DataCite’s DOI registration system, known as Fabrica, already includes a similar lookup so this is a useful implementation to reference as an example as well.
With the ROR affiliation lookup implemented in Dryad, the future looks bright when it comes to the challenge of identifying research outputs by institution, as every new dataset submitted to Dryad will be associated with a ROR ID. But what about the datasets that are already in Dryad? As you’ll recall from the beginning of our story, affiliation details were not previously collected in Dryad at the time these datasets were submitted. This gap represents the work of approximately 90,000 researchers over the past ten years. The Dryad team wanted to ensure that these datasets had ROR IDs as well, so they teamed up with Ted Habermann (Metadata Game Changers) to identify those missing affiliations. By pulling from open APIs (Crossref, PLOS, Unpaywall, etc) and manually looking up affiliations from related articles, Ted is transforming a corpus of raw affiliations into standardized ROR IDs. Though it is a cumbersome project, this will ultimately allow for Dryad to have an entire database of ROR IDs for all past and future authors publishing their data.
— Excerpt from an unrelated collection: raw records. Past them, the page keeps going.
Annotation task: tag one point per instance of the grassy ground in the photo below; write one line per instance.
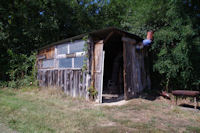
(35, 111)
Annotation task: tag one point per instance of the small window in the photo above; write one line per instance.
(48, 63)
(76, 46)
(62, 49)
(65, 63)
(79, 62)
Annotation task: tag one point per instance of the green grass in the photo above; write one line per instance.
(50, 111)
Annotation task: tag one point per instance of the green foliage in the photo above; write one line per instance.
(173, 24)
(22, 70)
(26, 26)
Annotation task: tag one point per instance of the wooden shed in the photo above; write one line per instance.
(101, 62)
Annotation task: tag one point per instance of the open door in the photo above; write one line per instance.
(98, 69)
(131, 77)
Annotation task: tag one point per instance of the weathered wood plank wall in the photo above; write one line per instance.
(71, 81)
(136, 76)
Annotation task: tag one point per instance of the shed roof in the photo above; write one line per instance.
(101, 34)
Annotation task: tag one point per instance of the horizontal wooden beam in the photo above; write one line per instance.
(130, 40)
(77, 54)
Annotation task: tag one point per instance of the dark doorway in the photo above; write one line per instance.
(113, 83)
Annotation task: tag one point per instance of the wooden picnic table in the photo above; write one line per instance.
(187, 93)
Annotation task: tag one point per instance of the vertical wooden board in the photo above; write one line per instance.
(130, 71)
(68, 82)
(65, 81)
(71, 83)
(98, 54)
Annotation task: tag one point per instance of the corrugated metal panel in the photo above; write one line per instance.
(65, 63)
(48, 63)
(79, 62)
(76, 46)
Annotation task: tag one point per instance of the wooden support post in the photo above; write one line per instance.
(176, 99)
(195, 102)
(124, 72)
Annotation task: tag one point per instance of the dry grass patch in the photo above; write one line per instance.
(50, 110)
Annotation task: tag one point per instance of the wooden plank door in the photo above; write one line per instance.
(98, 69)
(131, 85)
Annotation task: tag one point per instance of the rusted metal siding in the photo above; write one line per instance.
(48, 53)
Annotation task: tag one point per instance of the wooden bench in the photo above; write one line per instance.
(187, 93)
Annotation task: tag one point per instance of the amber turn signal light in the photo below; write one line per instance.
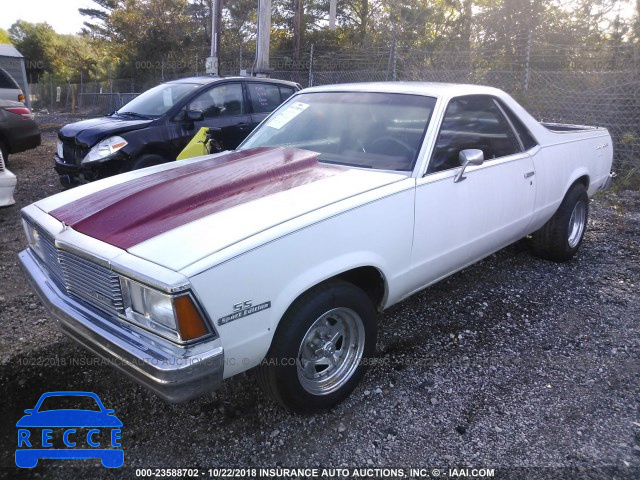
(191, 325)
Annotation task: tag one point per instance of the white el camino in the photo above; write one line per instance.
(7, 184)
(280, 255)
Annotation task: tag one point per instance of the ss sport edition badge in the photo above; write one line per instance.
(244, 309)
(69, 425)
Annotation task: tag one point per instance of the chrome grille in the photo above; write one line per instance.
(82, 279)
(51, 258)
(92, 283)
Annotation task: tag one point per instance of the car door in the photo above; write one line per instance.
(458, 223)
(223, 106)
(265, 98)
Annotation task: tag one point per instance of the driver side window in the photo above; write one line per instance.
(473, 121)
(221, 101)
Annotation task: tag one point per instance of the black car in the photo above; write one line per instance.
(18, 129)
(154, 127)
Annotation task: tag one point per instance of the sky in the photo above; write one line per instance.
(62, 15)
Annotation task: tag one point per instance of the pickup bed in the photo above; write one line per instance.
(280, 256)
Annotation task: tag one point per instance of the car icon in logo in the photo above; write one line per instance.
(69, 425)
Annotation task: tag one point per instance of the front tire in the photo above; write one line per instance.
(320, 349)
(559, 239)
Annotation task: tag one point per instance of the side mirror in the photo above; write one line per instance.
(195, 116)
(470, 156)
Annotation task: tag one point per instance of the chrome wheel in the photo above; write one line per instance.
(577, 224)
(331, 351)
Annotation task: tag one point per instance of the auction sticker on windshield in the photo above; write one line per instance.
(289, 113)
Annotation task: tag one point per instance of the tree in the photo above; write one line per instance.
(4, 36)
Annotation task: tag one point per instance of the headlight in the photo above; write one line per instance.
(104, 149)
(175, 317)
(34, 238)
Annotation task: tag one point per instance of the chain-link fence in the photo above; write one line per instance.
(587, 85)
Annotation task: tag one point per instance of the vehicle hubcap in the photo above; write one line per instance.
(330, 351)
(577, 223)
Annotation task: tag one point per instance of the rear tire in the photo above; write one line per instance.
(148, 160)
(320, 350)
(559, 239)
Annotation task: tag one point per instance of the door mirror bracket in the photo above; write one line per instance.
(470, 156)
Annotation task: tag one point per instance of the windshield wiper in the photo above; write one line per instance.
(134, 114)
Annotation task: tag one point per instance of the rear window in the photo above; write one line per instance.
(264, 97)
(528, 141)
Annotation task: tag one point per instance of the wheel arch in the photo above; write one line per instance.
(368, 278)
(581, 177)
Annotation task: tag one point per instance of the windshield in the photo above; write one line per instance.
(362, 129)
(158, 100)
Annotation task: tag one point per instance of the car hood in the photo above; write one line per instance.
(89, 132)
(69, 418)
(175, 217)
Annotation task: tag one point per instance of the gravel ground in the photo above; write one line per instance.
(518, 364)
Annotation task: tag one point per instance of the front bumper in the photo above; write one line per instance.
(175, 373)
(72, 174)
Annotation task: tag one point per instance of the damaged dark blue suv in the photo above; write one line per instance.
(154, 127)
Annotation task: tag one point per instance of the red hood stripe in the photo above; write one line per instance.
(134, 211)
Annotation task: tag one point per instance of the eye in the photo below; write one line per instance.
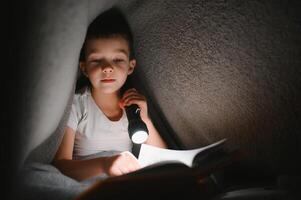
(95, 62)
(119, 60)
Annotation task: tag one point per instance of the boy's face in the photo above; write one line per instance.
(107, 63)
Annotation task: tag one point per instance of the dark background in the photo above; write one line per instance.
(210, 69)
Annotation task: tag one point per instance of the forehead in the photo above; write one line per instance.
(107, 45)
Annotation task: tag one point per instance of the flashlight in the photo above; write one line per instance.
(137, 129)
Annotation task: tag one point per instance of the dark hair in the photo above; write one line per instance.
(111, 23)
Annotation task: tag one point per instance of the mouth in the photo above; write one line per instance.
(107, 80)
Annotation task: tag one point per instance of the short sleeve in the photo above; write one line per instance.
(73, 117)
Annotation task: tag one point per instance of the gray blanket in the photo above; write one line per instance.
(45, 181)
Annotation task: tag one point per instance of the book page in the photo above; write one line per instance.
(150, 154)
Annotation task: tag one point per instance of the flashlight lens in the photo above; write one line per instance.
(139, 137)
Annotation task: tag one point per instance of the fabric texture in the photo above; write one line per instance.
(94, 132)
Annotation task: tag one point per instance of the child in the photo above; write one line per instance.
(97, 121)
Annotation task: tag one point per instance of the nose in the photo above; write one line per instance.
(107, 68)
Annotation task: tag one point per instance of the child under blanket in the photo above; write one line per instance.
(97, 122)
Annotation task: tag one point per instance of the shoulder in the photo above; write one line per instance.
(80, 98)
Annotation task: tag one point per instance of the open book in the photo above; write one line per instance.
(166, 173)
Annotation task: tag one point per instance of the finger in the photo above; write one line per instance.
(137, 97)
(140, 102)
(129, 93)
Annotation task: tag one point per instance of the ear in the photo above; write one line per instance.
(82, 66)
(132, 66)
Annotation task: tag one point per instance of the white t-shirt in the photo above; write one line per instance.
(94, 132)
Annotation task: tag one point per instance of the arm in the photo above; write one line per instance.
(83, 169)
(131, 96)
(154, 137)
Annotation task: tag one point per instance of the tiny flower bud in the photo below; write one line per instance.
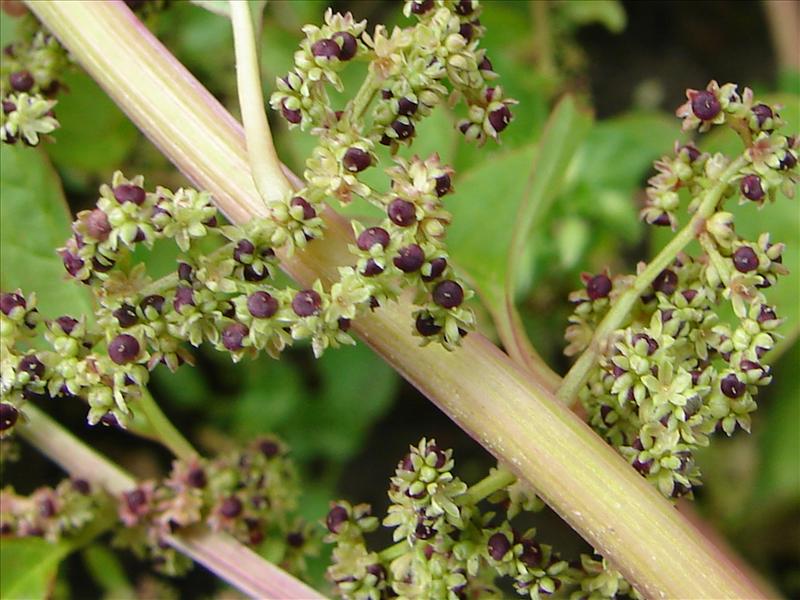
(448, 294)
(123, 349)
(705, 105)
(261, 305)
(306, 303)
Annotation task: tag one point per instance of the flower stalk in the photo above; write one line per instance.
(572, 469)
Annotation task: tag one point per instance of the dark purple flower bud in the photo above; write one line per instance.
(155, 301)
(123, 349)
(349, 47)
(372, 268)
(306, 303)
(97, 225)
(705, 105)
(8, 416)
(31, 365)
(261, 305)
(443, 185)
(308, 210)
(356, 160)
(745, 259)
(126, 316)
(420, 7)
(498, 546)
(184, 296)
(448, 294)
(406, 106)
(731, 386)
(438, 265)
(666, 282)
(426, 326)
(294, 116)
(337, 517)
(231, 507)
(10, 301)
(500, 118)
(374, 235)
(409, 259)
(762, 113)
(21, 81)
(233, 335)
(464, 7)
(402, 212)
(325, 48)
(598, 286)
(403, 130)
(129, 193)
(751, 188)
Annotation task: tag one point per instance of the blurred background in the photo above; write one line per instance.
(348, 417)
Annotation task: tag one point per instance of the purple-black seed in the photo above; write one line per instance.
(705, 105)
(356, 160)
(129, 193)
(306, 303)
(308, 210)
(261, 305)
(751, 188)
(731, 386)
(448, 294)
(21, 81)
(500, 118)
(409, 259)
(371, 236)
(123, 349)
(402, 212)
(438, 265)
(598, 286)
(745, 259)
(126, 316)
(498, 546)
(233, 335)
(349, 47)
(8, 416)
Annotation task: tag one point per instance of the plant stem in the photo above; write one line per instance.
(594, 489)
(575, 379)
(268, 176)
(219, 553)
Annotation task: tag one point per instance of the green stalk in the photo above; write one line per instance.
(219, 553)
(478, 386)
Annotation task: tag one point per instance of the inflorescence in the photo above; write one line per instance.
(676, 371)
(448, 547)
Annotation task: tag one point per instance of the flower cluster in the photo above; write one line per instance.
(447, 547)
(29, 80)
(677, 372)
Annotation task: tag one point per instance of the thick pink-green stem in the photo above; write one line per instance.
(218, 552)
(515, 418)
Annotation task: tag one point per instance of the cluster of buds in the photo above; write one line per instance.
(29, 80)
(447, 547)
(49, 513)
(249, 494)
(677, 372)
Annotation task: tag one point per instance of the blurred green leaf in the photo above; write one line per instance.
(34, 221)
(28, 567)
(95, 136)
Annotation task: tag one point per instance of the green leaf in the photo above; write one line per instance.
(95, 136)
(29, 567)
(34, 221)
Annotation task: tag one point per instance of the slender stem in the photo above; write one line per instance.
(219, 553)
(165, 431)
(572, 469)
(579, 373)
(268, 176)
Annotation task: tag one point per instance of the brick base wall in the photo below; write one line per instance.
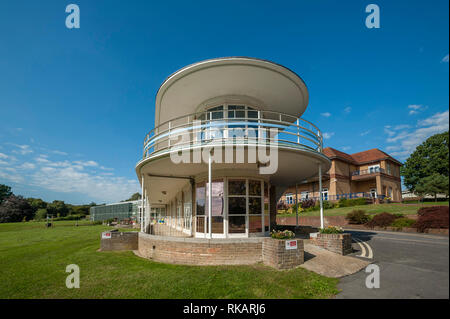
(120, 241)
(199, 251)
(336, 243)
(276, 255)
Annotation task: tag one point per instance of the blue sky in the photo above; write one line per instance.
(75, 104)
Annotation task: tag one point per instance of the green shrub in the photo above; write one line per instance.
(331, 230)
(282, 234)
(327, 204)
(403, 222)
(357, 217)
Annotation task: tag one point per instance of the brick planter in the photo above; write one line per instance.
(336, 243)
(275, 253)
(114, 240)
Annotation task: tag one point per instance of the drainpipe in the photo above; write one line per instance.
(320, 195)
(210, 196)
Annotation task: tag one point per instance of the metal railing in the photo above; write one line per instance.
(337, 197)
(231, 127)
(369, 171)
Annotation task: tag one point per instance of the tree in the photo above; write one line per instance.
(433, 185)
(431, 157)
(15, 209)
(5, 192)
(57, 208)
(135, 196)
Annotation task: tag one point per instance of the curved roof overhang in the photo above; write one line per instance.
(277, 87)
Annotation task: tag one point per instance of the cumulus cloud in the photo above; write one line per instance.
(407, 138)
(86, 177)
(416, 108)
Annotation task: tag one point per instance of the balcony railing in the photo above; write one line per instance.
(369, 171)
(230, 128)
(337, 197)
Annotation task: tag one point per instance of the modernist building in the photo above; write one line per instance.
(372, 174)
(204, 112)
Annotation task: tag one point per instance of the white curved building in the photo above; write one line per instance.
(230, 127)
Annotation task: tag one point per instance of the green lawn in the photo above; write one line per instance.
(406, 209)
(33, 262)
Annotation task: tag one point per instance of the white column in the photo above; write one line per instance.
(320, 196)
(142, 203)
(210, 195)
(296, 206)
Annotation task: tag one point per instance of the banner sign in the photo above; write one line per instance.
(291, 244)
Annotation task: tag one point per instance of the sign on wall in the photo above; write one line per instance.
(291, 244)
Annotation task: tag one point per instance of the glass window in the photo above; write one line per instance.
(254, 188)
(236, 205)
(255, 224)
(217, 224)
(236, 224)
(236, 187)
(254, 205)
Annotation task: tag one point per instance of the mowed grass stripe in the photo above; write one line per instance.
(33, 262)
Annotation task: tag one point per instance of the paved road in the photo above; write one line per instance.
(411, 266)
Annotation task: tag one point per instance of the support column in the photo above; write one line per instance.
(210, 195)
(296, 205)
(142, 203)
(320, 195)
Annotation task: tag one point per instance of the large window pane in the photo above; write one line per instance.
(254, 205)
(255, 224)
(200, 206)
(236, 187)
(236, 205)
(217, 225)
(236, 224)
(254, 188)
(216, 206)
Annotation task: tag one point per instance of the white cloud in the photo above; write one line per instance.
(22, 149)
(27, 165)
(59, 153)
(407, 140)
(416, 108)
(87, 163)
(66, 176)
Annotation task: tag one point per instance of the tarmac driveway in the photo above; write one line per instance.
(411, 266)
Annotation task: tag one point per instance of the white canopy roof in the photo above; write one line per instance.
(276, 87)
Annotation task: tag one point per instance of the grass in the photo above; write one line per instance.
(373, 209)
(33, 262)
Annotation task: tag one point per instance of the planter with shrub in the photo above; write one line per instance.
(333, 238)
(357, 217)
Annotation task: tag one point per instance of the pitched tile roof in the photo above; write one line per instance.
(359, 158)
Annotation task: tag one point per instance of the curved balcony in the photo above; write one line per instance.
(232, 128)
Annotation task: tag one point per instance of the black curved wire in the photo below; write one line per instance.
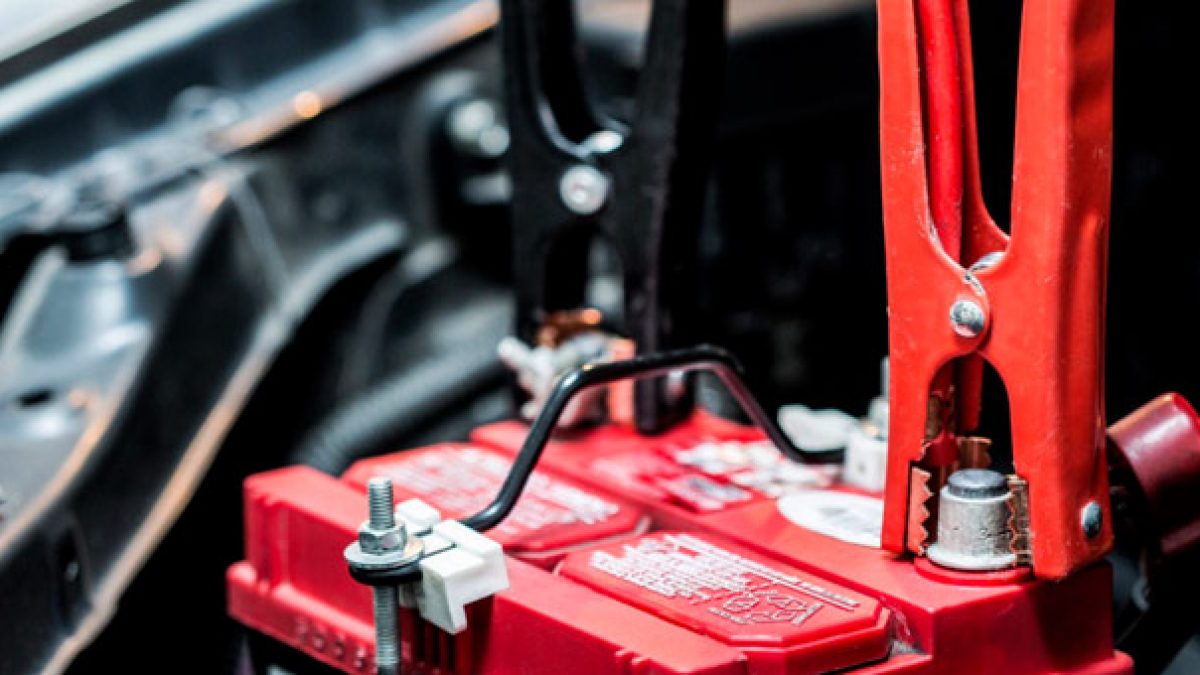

The Dryad-ROR collaboration shows the promise and power of implementing organization IDs in publishing platforms to enable better tracking and discovery of research outputs by institution. We’re excited about this use of ROR and eager to see other platform providers pursue similar implementations in the coming months. Feel free to get in touch with your ideas and questions!
Maria Gould and Daniella Lowenberg are Research Data Specialists at the University of California Curation Center, California Digital Library. Maria is project lead for ROR and Daniella is product manager for Dryad.